La voz al otro lado de la línea sonaba preocupada.
Uno de los proyectos más importantes de Grupo Montenegro corría peligro. Era necesario viajar esa misma tarde para reunirse con los inversionistas y evitar que el contrato fuera cancelado.
Adrián colgó el teléfono y respiró profundamente.
No había tiempo que perder.
Salió de su oficina y buscó a Valentina.
—Necesito que prepare un viaje. Salimos en dos horas.
Ella levantó la vista de su computadora.
—¿Solo nosotros?
—Sí. Necesitaré toda la documentación y a alguien de confianza que conozca el proyecto tan bien como yo.
Valentina sintió una mezcla de emoción y nervios.
Era la primera vez que saldría de la ciudad por trabajo.
Mientras ambos organizaban los últimos detalles, Sofía observaba desde el pasillo.
Escuchó suficiente para comprender lo que estaba sucediendo.
—Así que viajarán juntos…
Su expresión cambió por completo.
Sacó el teléfono de su bolso y marcó un número.
—Quiero que averigües en qué hotel se hospedarán.
Del otro lado aceptaron la tarea sin hacer preguntas.
Sofía colgó con una sonrisa fría.
—No pienso dejar que disfruten ese viaje.
Al mismo tiempo, el hombre misterioso esperaba sentado en un banco de un parque cercano.
Tenía el sobre con el certificado de nacimiento entre las manos cuando alguien se acercó.
Era Sofía.
—¿Usted es Ricardo Salazar? —preguntó.
El hombre levantó la vista con cautela.
—Sí. ¿Quién es usted?
—Alguien que sabe perfectamente quién es Valentina.
Ricardo guardó silencio.
Sofía tomó asiento frente a él.
—También sé que quiere decirle que es su padre.
El rostro de Ricardo perdió el color.
—¿Cómo lo sabe?
—Eso no importa.
Hizo una breve pausa antes de continuar.
—Lo que importa es que, si aparece de repente en su vida, solo conseguirá hacerla sufrir.
Ricardo bajó la mirada.
Durante veinte años había soñado con ese encuentro.

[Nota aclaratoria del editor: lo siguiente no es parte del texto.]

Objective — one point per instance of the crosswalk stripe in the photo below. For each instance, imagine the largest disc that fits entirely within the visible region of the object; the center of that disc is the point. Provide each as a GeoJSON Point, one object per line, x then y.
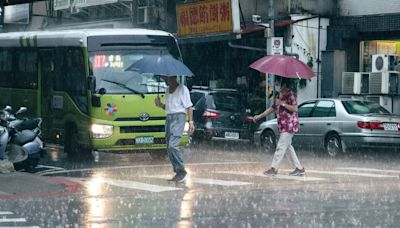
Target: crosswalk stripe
{"type": "Point", "coordinates": [286, 177]}
{"type": "Point", "coordinates": [140, 186]}
{"type": "Point", "coordinates": [369, 169]}
{"type": "Point", "coordinates": [6, 213]}
{"type": "Point", "coordinates": [207, 181]}
{"type": "Point", "coordinates": [12, 220]}
{"type": "Point", "coordinates": [127, 184]}
{"type": "Point", "coordinates": [19, 226]}
{"type": "Point", "coordinates": [350, 173]}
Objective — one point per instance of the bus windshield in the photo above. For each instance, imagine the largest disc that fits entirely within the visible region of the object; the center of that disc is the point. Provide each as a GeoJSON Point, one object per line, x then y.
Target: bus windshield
{"type": "Point", "coordinates": [113, 73]}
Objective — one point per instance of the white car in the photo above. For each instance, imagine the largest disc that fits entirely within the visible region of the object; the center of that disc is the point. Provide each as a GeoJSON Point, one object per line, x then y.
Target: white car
{"type": "Point", "coordinates": [337, 125]}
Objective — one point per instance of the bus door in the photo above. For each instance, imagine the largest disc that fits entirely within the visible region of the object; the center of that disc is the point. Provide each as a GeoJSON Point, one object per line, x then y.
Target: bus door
{"type": "Point", "coordinates": [47, 74]}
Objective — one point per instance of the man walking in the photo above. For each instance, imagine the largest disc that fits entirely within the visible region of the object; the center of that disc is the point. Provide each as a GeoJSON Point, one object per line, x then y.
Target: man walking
{"type": "Point", "coordinates": [177, 105]}
{"type": "Point", "coordinates": [285, 107]}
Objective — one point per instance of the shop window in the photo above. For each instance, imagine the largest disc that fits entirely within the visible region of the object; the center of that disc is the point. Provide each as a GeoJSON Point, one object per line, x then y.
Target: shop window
{"type": "Point", "coordinates": [6, 73]}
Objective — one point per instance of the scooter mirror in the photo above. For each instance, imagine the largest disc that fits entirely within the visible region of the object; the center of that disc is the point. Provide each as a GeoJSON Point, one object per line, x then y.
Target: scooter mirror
{"type": "Point", "coordinates": [21, 110]}
{"type": "Point", "coordinates": [8, 108]}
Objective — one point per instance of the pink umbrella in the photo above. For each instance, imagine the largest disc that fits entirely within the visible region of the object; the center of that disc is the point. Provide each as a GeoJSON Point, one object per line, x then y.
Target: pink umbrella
{"type": "Point", "coordinates": [283, 65]}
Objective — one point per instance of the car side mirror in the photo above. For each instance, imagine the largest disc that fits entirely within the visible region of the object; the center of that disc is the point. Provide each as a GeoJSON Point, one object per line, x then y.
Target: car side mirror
{"type": "Point", "coordinates": [21, 110]}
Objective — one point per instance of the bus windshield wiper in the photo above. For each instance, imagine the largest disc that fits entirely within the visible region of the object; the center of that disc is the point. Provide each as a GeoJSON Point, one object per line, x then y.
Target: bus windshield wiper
{"type": "Point", "coordinates": [124, 86]}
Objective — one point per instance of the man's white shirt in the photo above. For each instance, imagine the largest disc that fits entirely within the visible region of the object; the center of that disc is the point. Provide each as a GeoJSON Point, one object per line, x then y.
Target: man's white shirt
{"type": "Point", "coordinates": [178, 101]}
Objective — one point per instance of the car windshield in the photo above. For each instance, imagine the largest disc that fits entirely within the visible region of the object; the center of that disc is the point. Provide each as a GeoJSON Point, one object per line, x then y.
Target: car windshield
{"type": "Point", "coordinates": [226, 102]}
{"type": "Point", "coordinates": [364, 107]}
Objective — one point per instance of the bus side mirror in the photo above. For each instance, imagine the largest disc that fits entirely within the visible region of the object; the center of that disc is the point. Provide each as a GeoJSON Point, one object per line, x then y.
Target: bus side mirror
{"type": "Point", "coordinates": [96, 101]}
{"type": "Point", "coordinates": [92, 83]}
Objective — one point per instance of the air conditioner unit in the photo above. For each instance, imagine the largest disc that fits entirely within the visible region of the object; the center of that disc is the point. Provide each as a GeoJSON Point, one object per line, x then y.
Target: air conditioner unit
{"type": "Point", "coordinates": [383, 62]}
{"type": "Point", "coordinates": [143, 13]}
{"type": "Point", "coordinates": [384, 101]}
{"type": "Point", "coordinates": [384, 82]}
{"type": "Point", "coordinates": [355, 82]}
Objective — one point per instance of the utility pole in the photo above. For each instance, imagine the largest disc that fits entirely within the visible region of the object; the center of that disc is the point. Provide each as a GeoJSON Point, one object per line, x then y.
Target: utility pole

Ahora las dudas volvían a invadirlo.
—Ella merece conocer la verdad.
—Tal vez… pero no ahora.
Sofía se levantó lentamente.
—Piénselo bien. Algunas verdades destruyen más de lo que reparan.
Antes de marcharse, dejó aquellas palabras flotando en el aire.
Ricardo observó el sobre en silencio.
Por primera vez, sintió miedo de acercarse a su propia hija.
Horas más tarde, Adrián y Valentina abordaron el avión.
Era un vuelo corto, pero para Valentina todo resultaba nuevo.
Miró por la ventanilla con la ilusión de una niña.
Cuando el avión despegó, sujetó con fuerza el apoyabrazos.
Adrián lo notó.
—¿Tiene miedo?
Ella sonrió con algo de vergüenza.
—Es mi primera vez volando.
Él respondió con una tranquilidad que la hizo sentir mejor.
—Entonces permítame darle un consejo.
—¿Cuál?
—No mire hacia abajo. Mire el horizonte.
Valentina siguió su indicación.
Las nubes parecían un inmenso mar blanco iluminado por el sol.
Sus ojos brillaron de emoción.
—Es hermoso…
Adrián no respondió de inmediato.
La estaba mirando a ella.
Y pensó que hacía mucho tiempo no veía una sonrisa tan sincera.
Al llegar al hotel, la recepcionista revisó la reserva.
Después de unos segundos frunció el ceño.
—Señor Montenegro, lamento informarle que hubo un problema con la reserva.
Adrián la miró confundido.
—¿Qué clase de problema?
—Solo tenemos disponible una suite mientras solucionamos el error del sistema. Mañana podremos asignar habitaciones separadas.
Valentina sintió que el corazón se aceleraba.
Adrián permaneció unos segundos en silencio.
—Está bien. Será solo por una noche.
Ambos subieron al ascensor sin saber que alguien observaba la escena desde el lobby.